Hürriyet'ten Yalçın Bayer'in köşesi
TÜRKİYE’de sadece üniversiteden aldığı maaşla geçinen bizlerin durumu, hükümet hariç, herkesçe malum. 32 yıllık akademik kariyerimin sonunda, anabilim dalımızda birlikte çalıştığım arkadaşımla birlikte bir ders kitabı ve bir uygulama kitabı yazdık. Kitaplarımızın tüm yazımı, şekilleri, formülleri ve matbaadaki düzeltmeleri tarafımızdan bilgisayarda yapıldı.
Kitaplarımız İstanbul Üniversitesi matbaasında 1.5 yılda basıldı, devletin verdiği mütevazı telif ücretimizi de %15 gelir vergisi matrahımızı da ödeyerek aldık. Şimdi yine Türkiye’ye mahsus yeni ve çok komik bir yazı almış bulunuyoruz. “2009 yılında ödemesi yapılan ekli listede belirtilen fakülteniz öğretim üyelerine ait telif ücretleri için kesilen %15 oranındaki gelir vergisinin, telif ücretlerinin Serbest Meslek Kazancı olarak değerlendirilmesi nedeniyle %17 (dar mükellef olmaları halinde %25) olarak düzeltilmesi gerekmekte olup...” %2’lik fark olan ...TL’nin ilgili öğretim üyelerinden toplanarak... yatırılması vs...

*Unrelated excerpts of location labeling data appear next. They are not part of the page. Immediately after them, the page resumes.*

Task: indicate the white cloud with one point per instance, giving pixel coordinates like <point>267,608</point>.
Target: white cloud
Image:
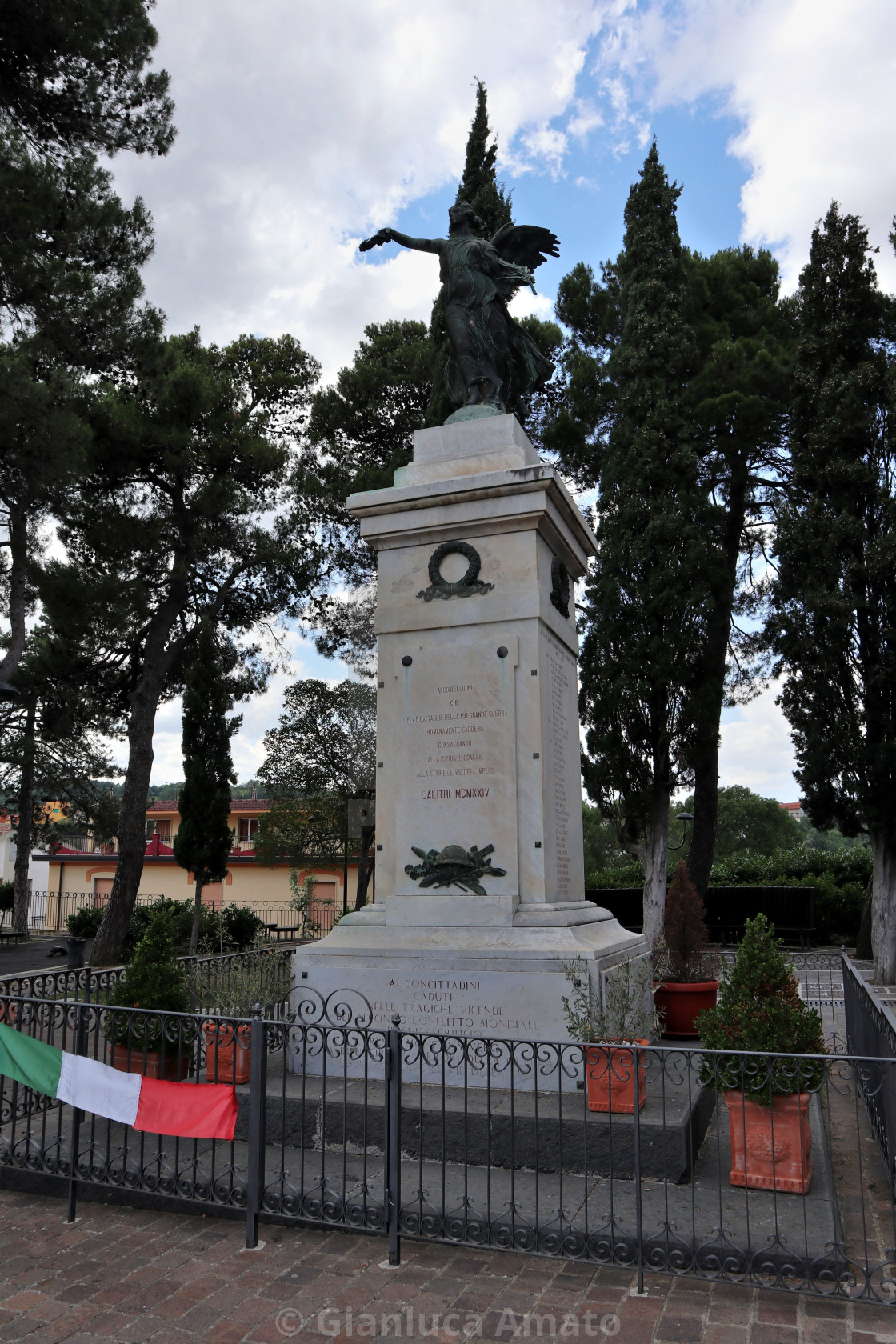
<point>301,128</point>
<point>812,81</point>
<point>757,749</point>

Yıllardır bu oran %15 olarak tahsil edilmekteymiş. İster misiniz şimdi eskiden yazılmış kitaplar için de (hem de faiziyle!) geriye dönük olarak üniversite hocalarından vergi istesinler! Sayıştay böyle uygun görmüş! Gelir İdaresi Başkanlığı’nın rehberinde ‘serbest meslek kazançlarında vergi tevkifatı’ bölümünde ‘ders kitabı’ diye bir terim göremedim.
Makale, bilimsel araştırma var. “Bunlar üzerindeki mevcut haklarını devir ve temlik etmek veya kiralamak suretiyle elde edilen kazançlar istisnasından yararlananlardan %17” deniyor. Sadece devlet üniversitesinde satılacak olan bir ders kitabı için bir devlet memuru olan bir öğretim üyesinin aldığı telif ücreti gelirinin serbest meslek kazancı olarak değerlendirilmesi ilk kez bu hükümet zamanında yapılmıştır. Neyse umarız dar mükellef olduğumuza karar verilmez de! Ne dersiniz yazmaya değer mi yoksa vaka-i adiye mi?